Abstract

Critical velocities of a single-layer tube of a transversely isotropic material and a two-layer composite tube consisting of two perfectly-bonded cylindrical layers of dissimilar transversely isotropic materials are analytically determined using the potential function method of Elliott in three-dimensional (3-D) elasticity. The displacement and stress components in each transversely isotropic layer of the tube subjected to a uniform internal pressure moving at a constant velocity are derived in integral forms by applying the Fourier transform method. The solution includes those for a tube composed of two dissimilar cubic or isotropic materials as special cases. In addition, it is shown that the model for the two-layer composite tube can be reduced to that for the single-layer tube. Closed-form expressions for four critical velocities are derived for the single-layer tube.
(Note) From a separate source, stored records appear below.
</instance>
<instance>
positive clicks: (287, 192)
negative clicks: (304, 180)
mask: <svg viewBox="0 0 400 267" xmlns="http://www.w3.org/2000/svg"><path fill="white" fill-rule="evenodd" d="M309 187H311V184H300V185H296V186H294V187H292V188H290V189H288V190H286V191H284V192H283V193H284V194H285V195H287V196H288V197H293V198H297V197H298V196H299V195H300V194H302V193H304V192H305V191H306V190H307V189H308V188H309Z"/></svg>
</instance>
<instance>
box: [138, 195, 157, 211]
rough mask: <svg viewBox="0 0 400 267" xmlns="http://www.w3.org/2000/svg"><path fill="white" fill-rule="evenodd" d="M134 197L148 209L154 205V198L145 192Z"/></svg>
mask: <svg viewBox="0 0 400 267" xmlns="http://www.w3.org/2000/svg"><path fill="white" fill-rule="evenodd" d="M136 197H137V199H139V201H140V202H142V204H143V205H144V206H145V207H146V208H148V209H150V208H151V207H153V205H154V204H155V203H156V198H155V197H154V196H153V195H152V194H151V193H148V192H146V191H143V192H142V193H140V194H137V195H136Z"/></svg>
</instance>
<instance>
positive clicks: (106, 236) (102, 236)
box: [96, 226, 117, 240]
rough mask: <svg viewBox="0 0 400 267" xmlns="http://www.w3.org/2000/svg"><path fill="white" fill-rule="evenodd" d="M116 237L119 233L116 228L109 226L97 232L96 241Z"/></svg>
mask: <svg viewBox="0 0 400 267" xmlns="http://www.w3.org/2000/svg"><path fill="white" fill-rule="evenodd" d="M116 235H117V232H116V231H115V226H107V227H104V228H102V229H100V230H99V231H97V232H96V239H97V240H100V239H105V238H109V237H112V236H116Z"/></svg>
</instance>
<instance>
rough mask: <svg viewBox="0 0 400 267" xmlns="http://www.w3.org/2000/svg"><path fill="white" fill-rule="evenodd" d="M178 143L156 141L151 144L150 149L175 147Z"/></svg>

The lowest critical velocity is obtained from plotting the velocity curve and finding the inflection point for both the single-layer and two-layer composite tubes. To illustrate the newly developed models, two cases are studied as examples – one for a single-layer isotropic steel tube and the other for a two-layer composite tube consisting of an isotropic steel inner layer and a transversely isotropic glass-epoxy outer layer. The numerical values of the lowest critical velocity predicted by the new 3-D elasticity-based models are obtained and compared with those given by existing models based on thin- and thick-shell theories.